Yes I was little when they discontinued them...
I went to my nannas house for the weekend nd she always got me poptarts, then we went to the shop and there was none

I was so devastated  

So we has to bring them back


----------



## Laurel_Haven (Oct 20, 2007)

I love my poptarts!  My favorite is Raspberry poptarts... :drool: 
Sorry to hear they don't have them over there... :? Good luck in your fight to bring them back! :thumbup:


----------



## KW Farms (Jun 21, 2008)

Why did they get rid of them?
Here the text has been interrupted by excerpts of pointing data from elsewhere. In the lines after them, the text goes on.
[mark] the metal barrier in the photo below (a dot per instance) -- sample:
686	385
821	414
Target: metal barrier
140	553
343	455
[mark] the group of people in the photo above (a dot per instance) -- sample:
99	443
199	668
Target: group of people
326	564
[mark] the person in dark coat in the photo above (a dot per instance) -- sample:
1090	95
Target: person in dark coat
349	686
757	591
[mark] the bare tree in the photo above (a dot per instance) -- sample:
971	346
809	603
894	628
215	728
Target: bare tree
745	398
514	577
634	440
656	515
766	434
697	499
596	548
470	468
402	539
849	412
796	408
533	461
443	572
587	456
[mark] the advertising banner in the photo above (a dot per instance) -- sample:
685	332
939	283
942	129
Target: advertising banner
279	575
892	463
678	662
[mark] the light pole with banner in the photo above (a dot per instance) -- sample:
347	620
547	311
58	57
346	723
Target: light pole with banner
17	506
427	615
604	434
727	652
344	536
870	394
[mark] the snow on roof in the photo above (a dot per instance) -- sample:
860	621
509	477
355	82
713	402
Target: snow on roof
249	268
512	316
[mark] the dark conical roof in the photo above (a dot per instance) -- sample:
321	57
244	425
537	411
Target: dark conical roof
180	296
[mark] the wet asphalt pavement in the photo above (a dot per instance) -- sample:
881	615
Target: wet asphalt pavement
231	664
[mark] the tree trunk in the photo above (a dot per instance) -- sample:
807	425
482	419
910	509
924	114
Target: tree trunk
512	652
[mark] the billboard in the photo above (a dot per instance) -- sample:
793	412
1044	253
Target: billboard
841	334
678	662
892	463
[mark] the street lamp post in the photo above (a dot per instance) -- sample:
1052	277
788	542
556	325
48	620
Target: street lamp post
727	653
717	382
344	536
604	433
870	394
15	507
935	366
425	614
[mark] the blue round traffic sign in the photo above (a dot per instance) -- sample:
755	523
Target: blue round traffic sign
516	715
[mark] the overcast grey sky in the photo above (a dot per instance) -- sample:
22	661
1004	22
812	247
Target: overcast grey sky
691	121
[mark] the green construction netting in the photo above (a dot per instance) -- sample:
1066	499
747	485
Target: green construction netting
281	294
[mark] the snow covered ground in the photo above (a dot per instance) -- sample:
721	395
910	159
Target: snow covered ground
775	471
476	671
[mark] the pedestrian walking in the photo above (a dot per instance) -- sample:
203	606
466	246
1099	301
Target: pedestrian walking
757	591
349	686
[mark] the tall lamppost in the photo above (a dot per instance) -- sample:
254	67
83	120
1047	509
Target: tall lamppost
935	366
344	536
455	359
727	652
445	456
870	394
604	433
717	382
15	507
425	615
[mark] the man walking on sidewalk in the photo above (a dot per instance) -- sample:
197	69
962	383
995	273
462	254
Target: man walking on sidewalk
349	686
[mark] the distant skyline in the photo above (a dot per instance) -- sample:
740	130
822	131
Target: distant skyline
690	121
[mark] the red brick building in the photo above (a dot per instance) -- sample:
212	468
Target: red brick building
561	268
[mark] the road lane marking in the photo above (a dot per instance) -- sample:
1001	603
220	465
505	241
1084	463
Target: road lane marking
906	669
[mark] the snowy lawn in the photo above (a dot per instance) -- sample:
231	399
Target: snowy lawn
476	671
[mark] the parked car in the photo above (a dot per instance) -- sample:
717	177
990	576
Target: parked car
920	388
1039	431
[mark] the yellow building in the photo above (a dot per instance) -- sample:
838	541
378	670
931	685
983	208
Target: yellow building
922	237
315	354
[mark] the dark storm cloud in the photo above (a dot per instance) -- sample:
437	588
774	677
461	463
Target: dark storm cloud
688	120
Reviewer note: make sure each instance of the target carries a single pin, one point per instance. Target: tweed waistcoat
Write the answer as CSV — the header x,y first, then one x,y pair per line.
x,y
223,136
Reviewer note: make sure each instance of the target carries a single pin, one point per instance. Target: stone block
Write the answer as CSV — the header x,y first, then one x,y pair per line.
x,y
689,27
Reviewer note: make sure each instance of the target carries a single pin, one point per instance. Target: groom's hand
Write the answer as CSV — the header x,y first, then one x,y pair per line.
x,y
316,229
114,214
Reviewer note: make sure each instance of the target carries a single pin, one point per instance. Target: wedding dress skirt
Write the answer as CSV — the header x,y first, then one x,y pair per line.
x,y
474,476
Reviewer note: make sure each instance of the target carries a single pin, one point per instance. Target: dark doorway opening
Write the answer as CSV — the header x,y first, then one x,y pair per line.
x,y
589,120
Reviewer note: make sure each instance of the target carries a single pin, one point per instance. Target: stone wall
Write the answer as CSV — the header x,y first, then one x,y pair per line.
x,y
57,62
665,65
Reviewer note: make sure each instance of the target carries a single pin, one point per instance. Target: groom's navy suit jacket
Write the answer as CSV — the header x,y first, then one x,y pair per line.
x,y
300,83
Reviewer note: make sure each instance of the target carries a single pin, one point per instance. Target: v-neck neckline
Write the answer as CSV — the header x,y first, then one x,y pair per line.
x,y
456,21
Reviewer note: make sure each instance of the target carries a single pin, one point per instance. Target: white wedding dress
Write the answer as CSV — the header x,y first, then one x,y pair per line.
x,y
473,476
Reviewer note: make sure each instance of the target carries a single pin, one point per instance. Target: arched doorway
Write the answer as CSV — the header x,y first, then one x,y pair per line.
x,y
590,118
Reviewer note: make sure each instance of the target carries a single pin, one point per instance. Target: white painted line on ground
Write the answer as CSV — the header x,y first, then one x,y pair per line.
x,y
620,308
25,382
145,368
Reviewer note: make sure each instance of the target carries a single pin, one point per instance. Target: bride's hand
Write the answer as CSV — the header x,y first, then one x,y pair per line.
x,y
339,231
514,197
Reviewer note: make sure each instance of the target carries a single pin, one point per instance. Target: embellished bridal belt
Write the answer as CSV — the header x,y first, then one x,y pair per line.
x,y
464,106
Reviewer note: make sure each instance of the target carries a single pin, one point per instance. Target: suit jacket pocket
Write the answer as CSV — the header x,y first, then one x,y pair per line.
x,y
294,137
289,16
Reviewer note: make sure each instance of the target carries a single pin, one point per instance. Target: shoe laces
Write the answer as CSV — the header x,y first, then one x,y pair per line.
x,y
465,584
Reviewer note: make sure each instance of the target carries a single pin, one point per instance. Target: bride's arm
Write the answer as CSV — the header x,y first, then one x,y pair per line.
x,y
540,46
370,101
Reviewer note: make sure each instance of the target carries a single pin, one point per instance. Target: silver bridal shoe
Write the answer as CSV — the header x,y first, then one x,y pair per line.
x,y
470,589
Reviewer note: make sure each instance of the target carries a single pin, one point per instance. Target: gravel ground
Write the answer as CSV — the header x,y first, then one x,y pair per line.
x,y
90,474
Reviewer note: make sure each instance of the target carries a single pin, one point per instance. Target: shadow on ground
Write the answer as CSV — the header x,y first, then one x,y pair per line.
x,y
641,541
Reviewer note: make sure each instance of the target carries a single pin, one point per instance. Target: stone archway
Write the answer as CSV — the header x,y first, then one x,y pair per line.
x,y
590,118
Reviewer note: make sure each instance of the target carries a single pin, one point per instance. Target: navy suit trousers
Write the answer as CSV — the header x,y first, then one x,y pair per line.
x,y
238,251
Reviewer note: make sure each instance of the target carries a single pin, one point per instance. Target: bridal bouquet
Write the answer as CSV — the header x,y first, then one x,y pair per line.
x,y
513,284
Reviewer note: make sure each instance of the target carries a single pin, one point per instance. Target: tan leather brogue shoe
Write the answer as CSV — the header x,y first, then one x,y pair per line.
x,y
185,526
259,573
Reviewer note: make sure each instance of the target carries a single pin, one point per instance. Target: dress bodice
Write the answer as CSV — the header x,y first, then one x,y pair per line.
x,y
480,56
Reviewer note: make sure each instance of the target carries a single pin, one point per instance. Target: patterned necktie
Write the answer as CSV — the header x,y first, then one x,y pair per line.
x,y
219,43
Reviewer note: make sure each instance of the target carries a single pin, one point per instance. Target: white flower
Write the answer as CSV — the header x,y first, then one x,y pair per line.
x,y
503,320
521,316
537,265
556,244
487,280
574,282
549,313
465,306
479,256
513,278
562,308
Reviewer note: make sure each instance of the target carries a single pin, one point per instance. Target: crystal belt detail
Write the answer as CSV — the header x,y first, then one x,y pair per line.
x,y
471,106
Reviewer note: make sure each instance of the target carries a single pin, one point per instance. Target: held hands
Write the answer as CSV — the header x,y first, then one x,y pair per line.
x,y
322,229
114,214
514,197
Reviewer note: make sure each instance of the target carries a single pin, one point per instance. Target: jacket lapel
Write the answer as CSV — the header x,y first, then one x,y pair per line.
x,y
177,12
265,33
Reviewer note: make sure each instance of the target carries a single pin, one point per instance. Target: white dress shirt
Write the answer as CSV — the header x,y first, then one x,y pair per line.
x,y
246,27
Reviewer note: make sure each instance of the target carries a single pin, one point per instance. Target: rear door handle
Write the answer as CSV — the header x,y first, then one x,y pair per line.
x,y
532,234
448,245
I love poptarts!!


----------



## Sonrise Farm (Sep 18, 2008)

I'm sorry, I had to laugh so hard when I saw this .. .I can't eat poptarts, they hurt my teeth; but they are really good.  :ROFL: :slapfloor:


----------



## keren (Oct 26, 2008)

I agree ... I miss em!


----------



## PiccoloGoat (Sep 10, 2008)

They took them away because they didnt get enough sales or something

:veryangry:


----------



## kelebek (Oct 5, 2007)

Alyssa,

Did you eat all the ones that I sent you already?


----------



## PiccoloGoat (Sep 10, 2008)

Yes infact i just regretfully ate the last one

Oh and we are getting the stuff together for your pack lol


----------



## goathappy (Oct 5, 2007)

That is way to funny, and to think of all the people who take poptarts for granted over here :ROFL: 

Never really been a fan of poptarts myself......


----------